Worst Is Past for Microlenders — Analysts

Effects of a late-year regulatory crackdown on Chinese online lenders has most likely run its course by now, analysts said, even as shares of U.S.-listed companies continue to feel some lingering fallout.
Shares of online lenders Qudian Inc. and LexinFintech Holdings Ltd. have tumbled by 24% and 17% respectively since the firms released their first-quarter results a week ago, wiping out over $1.4 billion in combined market value. Yirendai Ltd., the first Chinese peer-to-peer (P2P) lender to list in the U.S., saw its shares fall by 4% a day after releasing its earnings results after trading on Thursday.
The sector, which focuses mostly on smaller loans to consumers and small and midsize companies, was pummeled with a barrage of new rules at the end of last year from regulators worried about their youth and inability to manage risk. As a result, some saw their business take a hit in their first-quarter results announced over the last two weeks.
To curb excess in the 1 trillion yuan ($156 billion) unsecured short-term loan industry, regulators issued rules in early December that capped annual interest rates on loans at 36%, barred lenders from offering loans to borrowers with no source of income, and tightened scrutiny over funding sources.
“The worst of the credit crunch should be over in the first quarter of 2018,” wrote Macquarie’s Dexter Hsu in a note. Bernstein Research’s Linda Sun-Mattison expressed similar sentiment, saying the December tightening should have pushed down first quarter cash loans to “rock bottom.”
Qudian, which made headlines with a $900 million initial public offering (IPO) in October, reported its net income slid 32% year-on-year to 316 million yuan in the first quarter, even as its revenue doubled to 1.7 billion yuan.

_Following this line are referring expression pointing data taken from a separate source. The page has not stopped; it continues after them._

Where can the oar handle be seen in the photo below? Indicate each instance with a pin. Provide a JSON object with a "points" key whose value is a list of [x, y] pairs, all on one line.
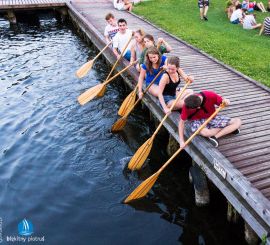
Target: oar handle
{"points": [[101, 51], [191, 137], [121, 55], [144, 92], [117, 74], [171, 108]]}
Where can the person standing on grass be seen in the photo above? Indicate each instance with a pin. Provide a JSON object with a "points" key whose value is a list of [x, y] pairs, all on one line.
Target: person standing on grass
{"points": [[250, 23], [265, 27], [237, 15], [111, 28], [121, 38], [122, 5], [169, 85], [154, 63], [203, 6], [197, 108]]}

The results reflect “both the temporary credit downturn in Chinese consumer credit markets following implementation of new regulations late last year as well as our proactive decision to temporarily tighten credit standards and de-risk our book,” CEO Luo Min said in a discussion of the result.
Qudian was hit with more bad news on Wednesday when major shareholder Kunlun Group Ltd. announced plans to sell its near 17% stake in the microlender within 12 months. The company said it hoped to “increase asset liquidity and efficiency, and avoid investment risk in the securities market,” according to a stock exchange filing.
Shenzhen-based LexinFintech, which raised $108 million during an IPO in December, saw its share price slide despite reporting its net income rose 160% year-on-year to 146 million yuan. Its revenues also increased 33% year-on-year to 1.6 billion yuan.
Yirendai reported its net income fell 21% year-on-year to 279 million yuan, while revenue rose 56% to 1.6 billion yuan.
Smaller firms managed to avoid major share price declines. PPDai Group’s shares are up 7% since it released its earnings results on May 15, when it reported a net income increase of 5% to 438 million yuan and a 37% increase in revenue to 917 million yuan.
P2P lender China Rapid Finance Ltd.’s shares rose 7% after the company announced on Thursday it expected to report a net loss in the range of $25 million to $30 million, with approximately $16 million in one-time expenses due to “regulatory impact.”
Jianpu Technology Inc., another U.S.-listed Chinese online lender, will release its first quarter results on Tuesday. P2P lender Hexindai Inc., which has not yet released its full year 2017 results, did not set a date for announcing first quarter earnings.